AI improves cancer report summaries beyond physician level

Thu 9 April 2026
AI in health
News

Artificial intelligence models can outperform physicians in summarizing complex cancer pathology reports, according to new research from Northwestern Medicine. The study highlights the growing potential of AI to support clinicians in managing increasingly data-intensive oncology workflows.

Advances in biomarker testing and longer patient survival are driving a surge in the volume and complexity of pathology reports. These documents often include longitudinal data from multiple institutions, requiring clinicians to rapidly synthesize detailed histopathological, immunohistochemical and genomic information.

Against this backdrop, the study demonstrates how AI can help address the mounting administrative and cognitive burden in oncology. Rather than replacing clinicians, the technology is positioned as a decision-support tool that improves information processing and consistency.

More complete insights with AI

Researchers evaluated six open-source large language models developed by Meta, Google, Mistral AI and DeepSeek. The models analyzed 94 de-identified lung cancer pathology reports and generated structured summaries.

These AI-generated outputs were compared with physician-written summaries and assessed by a panel of oncologists on accuracy, completeness, conciseness and clinical risk. Across all models, AI consistently produced more comprehensive summaries, particularly in capturing molecular and genetic findings. These are data points that are critical for personalized treatment decisions.

DeepSeek and Llama 3.1

Among the evaluated systems, DeepSeek and Meta’s Llama 3.1 model delivered the strongest results. Notably, these models can be deployed locally, offering healthcare organizations greater control over data privacy and implementation.

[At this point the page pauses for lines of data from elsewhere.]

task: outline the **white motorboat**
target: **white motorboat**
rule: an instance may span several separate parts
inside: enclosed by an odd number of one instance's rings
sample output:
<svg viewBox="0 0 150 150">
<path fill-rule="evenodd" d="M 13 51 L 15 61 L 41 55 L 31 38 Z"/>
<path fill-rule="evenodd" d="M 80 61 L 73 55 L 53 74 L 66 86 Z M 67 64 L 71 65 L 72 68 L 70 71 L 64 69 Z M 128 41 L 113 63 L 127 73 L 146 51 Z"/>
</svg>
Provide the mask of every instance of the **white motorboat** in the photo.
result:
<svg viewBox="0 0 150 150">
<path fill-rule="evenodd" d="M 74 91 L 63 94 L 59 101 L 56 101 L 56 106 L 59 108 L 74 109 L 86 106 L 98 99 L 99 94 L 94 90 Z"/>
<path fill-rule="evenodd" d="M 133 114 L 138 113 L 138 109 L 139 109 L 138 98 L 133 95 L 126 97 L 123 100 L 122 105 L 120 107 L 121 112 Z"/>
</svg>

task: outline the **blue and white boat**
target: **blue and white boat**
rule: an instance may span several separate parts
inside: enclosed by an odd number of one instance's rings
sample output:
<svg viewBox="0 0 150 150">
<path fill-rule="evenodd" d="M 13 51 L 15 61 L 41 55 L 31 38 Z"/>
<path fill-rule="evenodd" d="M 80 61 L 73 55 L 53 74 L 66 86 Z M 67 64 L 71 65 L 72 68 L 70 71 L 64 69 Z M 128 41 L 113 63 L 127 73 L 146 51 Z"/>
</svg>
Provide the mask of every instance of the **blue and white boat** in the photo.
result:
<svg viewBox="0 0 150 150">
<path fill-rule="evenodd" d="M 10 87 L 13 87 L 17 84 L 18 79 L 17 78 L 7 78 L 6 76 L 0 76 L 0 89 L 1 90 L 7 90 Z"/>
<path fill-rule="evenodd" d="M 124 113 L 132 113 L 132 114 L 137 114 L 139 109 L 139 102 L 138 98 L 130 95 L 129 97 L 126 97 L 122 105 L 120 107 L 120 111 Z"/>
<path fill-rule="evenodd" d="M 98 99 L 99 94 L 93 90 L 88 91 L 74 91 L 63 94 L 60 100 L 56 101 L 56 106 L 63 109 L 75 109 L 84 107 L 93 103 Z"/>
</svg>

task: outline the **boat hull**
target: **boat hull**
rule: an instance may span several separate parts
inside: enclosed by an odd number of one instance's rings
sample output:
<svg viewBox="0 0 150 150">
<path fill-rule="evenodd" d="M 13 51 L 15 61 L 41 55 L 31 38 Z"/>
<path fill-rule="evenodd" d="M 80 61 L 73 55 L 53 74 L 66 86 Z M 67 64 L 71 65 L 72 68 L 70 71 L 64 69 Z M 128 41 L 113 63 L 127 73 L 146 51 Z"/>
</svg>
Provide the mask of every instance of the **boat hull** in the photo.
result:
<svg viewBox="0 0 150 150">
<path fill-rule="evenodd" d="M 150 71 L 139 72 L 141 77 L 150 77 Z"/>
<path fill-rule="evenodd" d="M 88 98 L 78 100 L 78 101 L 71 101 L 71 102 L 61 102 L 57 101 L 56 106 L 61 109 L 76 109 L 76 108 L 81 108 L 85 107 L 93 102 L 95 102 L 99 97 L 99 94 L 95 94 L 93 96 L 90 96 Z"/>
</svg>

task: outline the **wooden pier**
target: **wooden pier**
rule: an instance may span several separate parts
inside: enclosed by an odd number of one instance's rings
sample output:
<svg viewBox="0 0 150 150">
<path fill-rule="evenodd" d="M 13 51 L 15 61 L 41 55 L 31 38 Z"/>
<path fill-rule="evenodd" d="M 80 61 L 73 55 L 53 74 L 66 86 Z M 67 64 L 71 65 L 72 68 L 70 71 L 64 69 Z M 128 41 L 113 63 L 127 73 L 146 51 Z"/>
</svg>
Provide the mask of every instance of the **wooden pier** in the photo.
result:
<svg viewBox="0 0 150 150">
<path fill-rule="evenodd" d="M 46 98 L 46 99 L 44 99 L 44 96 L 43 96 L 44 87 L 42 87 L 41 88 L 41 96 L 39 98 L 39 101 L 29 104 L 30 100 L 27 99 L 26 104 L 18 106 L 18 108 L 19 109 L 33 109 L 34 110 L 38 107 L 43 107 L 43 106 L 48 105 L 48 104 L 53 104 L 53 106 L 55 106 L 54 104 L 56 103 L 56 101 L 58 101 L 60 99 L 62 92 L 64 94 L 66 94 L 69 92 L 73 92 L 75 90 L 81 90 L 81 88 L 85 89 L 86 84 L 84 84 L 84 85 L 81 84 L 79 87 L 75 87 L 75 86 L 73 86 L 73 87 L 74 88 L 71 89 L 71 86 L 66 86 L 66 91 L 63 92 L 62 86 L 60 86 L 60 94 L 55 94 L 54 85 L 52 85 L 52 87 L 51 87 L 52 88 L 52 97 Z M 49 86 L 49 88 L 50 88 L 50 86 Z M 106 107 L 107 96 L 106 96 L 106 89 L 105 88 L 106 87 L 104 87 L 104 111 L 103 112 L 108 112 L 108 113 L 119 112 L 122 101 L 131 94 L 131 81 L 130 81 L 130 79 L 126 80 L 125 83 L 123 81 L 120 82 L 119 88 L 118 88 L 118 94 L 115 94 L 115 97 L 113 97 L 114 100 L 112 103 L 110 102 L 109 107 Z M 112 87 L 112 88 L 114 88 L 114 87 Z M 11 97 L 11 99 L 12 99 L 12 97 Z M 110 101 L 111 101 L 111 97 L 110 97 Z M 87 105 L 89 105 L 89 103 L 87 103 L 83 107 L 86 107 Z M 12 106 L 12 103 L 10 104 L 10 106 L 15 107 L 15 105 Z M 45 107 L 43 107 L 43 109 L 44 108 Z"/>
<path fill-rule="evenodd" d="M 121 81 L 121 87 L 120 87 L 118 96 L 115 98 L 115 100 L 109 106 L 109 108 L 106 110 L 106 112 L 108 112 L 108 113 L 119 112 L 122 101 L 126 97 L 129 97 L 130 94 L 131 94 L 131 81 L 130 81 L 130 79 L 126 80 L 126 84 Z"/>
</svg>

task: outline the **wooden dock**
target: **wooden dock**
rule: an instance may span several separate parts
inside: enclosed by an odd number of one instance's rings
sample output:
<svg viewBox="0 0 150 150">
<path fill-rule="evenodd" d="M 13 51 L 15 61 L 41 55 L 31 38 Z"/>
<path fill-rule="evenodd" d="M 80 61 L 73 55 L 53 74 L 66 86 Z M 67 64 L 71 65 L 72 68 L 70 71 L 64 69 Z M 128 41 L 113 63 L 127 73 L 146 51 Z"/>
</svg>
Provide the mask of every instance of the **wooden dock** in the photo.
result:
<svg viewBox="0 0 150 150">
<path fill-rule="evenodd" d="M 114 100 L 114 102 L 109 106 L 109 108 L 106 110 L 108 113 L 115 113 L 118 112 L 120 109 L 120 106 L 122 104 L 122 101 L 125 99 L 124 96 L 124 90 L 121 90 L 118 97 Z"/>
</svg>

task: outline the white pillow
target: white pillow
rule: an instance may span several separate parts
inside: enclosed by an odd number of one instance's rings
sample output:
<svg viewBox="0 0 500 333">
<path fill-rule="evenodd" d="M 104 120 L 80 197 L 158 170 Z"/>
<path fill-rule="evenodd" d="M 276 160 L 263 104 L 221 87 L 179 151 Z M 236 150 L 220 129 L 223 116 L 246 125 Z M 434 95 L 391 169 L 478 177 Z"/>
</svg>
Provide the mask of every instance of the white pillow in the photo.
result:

The research team is currently developing a prototype application based on Llama 3.1, which would allow clinicians to upload pathology reports and receive AI-generated summaries for review. Further validation studies are required before clinical deployment.

The authors emphasize that AI should function as a complementary layer within clinical workflows. By structuring complex information and reducing the risk of overlooked details, AI can enable clinicians to focus more on patient care.

This is particularly relevant for patients with advanced or complex cancers, whose diagnostic histories may span dozens of pages. In such cases, missing a single actionable genetic marker can have significant implications for treatment.

Improving standardization with AI

The findings underscore the potential of AI to improve standardization and efficiency in clinical documentation. As oncology continues to evolve toward precision medicine, tools that can reliably synthesize complex datasets are likely to play an increasingly important role in supporting high-quality, data-driven care.

The Northwestern Medicine study, titled "Toward Automating the Summarization of Cancer Pathology Reports Using Large Language Models to Improve Clinical Usability," was published in JCO Clinical Cancer Informatics.

A couple of weeks ago, researchers from Flinders University showed that adding visual capabilities to AI-powered medical scribes can significantly improve clinical documentation accuracy. While current AI scribes rely mainly on audio, the study demonstrates that combining audio with visual input, using tools like Google Gemini and Ray-Ban Meta smart glasses, enables more complete capture of clinical details.

In simulated medication interviews, vision-enabled AI achieved 98% accuracy compared to 81% for audio-only systems, with major improvements in identifying medication type and dosage. The technology captures visual cues such as medicine packaging and body language, enhancing data quality.